Migrant workers from Nepal and Bangladesh are suing a widely recognized British brand, household appliance manufacturer, Dyson, over complaints of forced labor and other dangerous working conditions at one of its supplier factories in Malaysia.
The plaintiffs are former employees of Malaysia-based ATA Industrial, a long-term, major Dyson supplier.
Andy Hall, a migrant workers’ rights specialist, first brought the workers’ complaints to Dyson’s attention in 2019. A Dyson representative said on a Channel 4 program that the company conducted six audits of ATA between November 2019 and June 2021. The final in-depth audit conducted by ELEVATE reportedly identified major forced labor risks. To date, none of these audit reports have been made public. The company representative said that they were proactively working to drive improvements in the factory and took the “ultimate sanction” of terminating the contract with ATA “when it was not making improvements in a timely manner.”
The plaintiffs are suing in England, and while the case is in the pre-action stage, Dyson’s Modern Slavery and Human Trafficking Statement 2020 outlines how the company conducts risk assessments, as recommended by UK-based business membership organization, Sedex. It also conducts audits “by Dyson auditors, all of whom are qualified Responsible Business Alliance Lead Auditors, or by external auditors from recognized third-party audit firms.” This lawsuit may shine light on the effectiveness of those measures in regards to forced labor.
Irrespective of the ultimate findings in this specific case, the lawsuit is a reminder that social audits, or periodic inspections of working conditions that span a few days, have limitations.

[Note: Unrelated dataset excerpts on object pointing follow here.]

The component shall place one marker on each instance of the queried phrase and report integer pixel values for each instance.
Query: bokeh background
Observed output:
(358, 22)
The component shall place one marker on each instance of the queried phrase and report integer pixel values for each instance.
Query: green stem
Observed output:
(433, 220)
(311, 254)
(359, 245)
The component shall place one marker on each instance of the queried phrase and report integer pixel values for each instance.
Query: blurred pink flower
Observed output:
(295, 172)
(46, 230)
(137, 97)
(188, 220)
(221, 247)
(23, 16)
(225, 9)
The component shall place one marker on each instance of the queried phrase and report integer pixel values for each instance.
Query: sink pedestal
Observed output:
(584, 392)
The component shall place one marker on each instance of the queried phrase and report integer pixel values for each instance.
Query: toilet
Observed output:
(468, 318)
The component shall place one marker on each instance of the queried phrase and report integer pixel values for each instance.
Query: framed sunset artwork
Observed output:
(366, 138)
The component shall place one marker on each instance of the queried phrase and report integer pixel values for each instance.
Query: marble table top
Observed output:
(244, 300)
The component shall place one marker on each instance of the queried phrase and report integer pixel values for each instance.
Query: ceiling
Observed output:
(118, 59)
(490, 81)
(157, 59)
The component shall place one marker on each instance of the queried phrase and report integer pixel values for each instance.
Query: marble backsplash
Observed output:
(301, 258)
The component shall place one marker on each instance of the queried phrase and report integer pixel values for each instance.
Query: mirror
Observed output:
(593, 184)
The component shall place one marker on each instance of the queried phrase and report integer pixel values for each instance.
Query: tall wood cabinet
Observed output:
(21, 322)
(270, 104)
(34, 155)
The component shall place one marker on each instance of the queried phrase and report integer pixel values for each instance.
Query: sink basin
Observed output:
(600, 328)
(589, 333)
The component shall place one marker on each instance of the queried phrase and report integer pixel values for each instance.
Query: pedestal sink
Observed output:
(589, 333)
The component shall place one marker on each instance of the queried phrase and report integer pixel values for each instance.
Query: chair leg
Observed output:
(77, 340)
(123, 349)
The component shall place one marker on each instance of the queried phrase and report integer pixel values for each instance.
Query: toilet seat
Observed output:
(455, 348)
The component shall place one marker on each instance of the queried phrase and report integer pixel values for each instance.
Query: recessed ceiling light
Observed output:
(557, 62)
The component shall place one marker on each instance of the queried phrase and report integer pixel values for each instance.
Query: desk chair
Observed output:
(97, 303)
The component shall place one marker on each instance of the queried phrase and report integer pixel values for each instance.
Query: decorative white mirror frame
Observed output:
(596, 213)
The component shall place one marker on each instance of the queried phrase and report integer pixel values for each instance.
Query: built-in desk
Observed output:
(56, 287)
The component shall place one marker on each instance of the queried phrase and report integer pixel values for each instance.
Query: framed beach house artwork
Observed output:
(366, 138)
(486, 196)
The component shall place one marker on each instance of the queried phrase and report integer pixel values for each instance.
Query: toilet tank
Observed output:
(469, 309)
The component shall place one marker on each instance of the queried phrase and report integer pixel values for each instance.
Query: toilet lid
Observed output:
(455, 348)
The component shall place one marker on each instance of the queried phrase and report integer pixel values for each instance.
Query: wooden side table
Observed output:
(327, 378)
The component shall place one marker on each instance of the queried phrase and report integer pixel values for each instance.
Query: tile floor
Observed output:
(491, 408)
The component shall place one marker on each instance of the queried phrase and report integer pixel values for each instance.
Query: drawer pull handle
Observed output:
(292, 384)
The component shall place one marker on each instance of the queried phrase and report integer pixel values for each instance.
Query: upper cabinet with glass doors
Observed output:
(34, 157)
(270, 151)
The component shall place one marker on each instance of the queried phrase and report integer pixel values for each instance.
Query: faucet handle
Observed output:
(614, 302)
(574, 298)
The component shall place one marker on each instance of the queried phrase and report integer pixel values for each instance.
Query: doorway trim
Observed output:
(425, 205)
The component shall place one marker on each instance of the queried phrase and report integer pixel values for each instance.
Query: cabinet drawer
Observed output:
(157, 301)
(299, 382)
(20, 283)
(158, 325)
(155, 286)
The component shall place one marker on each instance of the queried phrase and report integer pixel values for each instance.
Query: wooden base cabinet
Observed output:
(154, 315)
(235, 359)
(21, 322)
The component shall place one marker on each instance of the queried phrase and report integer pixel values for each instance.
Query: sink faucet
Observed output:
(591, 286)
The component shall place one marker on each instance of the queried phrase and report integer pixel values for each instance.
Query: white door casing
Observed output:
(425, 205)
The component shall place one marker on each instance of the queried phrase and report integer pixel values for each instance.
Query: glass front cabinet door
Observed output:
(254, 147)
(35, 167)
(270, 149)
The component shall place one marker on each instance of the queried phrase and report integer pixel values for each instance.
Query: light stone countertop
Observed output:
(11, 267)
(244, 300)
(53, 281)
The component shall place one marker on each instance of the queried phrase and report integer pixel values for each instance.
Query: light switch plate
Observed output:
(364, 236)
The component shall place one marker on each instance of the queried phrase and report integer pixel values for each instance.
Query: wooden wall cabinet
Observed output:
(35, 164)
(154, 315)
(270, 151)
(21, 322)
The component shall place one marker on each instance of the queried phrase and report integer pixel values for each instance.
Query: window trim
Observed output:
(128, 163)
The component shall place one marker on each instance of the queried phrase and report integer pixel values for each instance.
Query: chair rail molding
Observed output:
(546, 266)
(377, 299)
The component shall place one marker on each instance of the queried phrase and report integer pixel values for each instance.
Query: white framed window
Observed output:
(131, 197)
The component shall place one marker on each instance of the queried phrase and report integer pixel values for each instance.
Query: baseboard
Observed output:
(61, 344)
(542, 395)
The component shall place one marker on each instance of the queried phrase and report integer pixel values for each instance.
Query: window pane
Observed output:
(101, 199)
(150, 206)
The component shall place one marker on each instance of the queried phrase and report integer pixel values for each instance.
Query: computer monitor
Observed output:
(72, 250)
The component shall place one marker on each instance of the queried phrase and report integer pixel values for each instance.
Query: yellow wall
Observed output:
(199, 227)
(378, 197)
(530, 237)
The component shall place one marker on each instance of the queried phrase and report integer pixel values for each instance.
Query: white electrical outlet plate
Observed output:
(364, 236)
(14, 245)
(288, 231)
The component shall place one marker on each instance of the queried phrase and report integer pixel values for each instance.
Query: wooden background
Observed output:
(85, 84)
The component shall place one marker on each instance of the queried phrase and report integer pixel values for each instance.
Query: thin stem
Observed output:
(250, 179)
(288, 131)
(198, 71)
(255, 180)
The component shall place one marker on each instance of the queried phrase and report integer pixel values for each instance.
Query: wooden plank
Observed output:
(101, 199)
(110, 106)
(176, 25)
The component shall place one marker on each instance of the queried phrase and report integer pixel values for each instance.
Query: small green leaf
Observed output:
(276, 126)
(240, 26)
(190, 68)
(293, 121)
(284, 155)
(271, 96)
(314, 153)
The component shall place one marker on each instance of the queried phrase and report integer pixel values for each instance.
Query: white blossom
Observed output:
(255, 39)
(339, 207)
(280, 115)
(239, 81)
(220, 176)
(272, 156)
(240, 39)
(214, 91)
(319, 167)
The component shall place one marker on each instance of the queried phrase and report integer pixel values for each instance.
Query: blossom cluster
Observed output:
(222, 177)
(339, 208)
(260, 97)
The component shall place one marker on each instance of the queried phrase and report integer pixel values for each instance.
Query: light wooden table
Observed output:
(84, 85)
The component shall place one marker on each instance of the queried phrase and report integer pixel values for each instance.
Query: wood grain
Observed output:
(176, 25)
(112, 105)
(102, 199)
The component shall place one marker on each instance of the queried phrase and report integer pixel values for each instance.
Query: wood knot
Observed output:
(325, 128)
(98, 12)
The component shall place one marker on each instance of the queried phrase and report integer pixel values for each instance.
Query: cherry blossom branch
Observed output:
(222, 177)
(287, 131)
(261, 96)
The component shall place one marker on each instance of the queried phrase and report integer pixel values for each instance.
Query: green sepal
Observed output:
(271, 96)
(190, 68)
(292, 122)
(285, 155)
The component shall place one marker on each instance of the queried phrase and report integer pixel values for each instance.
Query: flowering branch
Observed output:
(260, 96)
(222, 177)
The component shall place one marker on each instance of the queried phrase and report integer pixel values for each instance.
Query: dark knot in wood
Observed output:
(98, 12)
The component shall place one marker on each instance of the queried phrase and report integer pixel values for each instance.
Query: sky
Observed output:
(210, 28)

Social audits have become somewhat commonplace, but human rights advocates and even some firms with decades of experience conducting these audits have serious concerns about their effectiveness in detecting and correcting abuses like forced labor. Impactt, one such firm, acknowledges the methodological challenges in standard audits around examining whether migrant workers paid recruitment fees and costs – an indicator of forced labor. ELEVATE, a social auditing firm, acknowledged in a September 2019 response to Clean Clothes Campaign, a network of nongovernmental organizations, that “social audits are not designed to capture sensitive labor and human rights violations such as forced labor and harassment.”
Yet many companies still rely on social audits and certifications as the primary vehicle to check whether their suppliers meet their private codes of conduct governing decent work.
It is increasingly becoming clear that generally, more is needed.
More auditing firms and their clients should publicly acknowledge the limitations of social audits and certifications. Audits and certifications alone are little guarantee that products are free of forced labor and other abuses. Transparency around audits is long overdue and urgently needs more attention.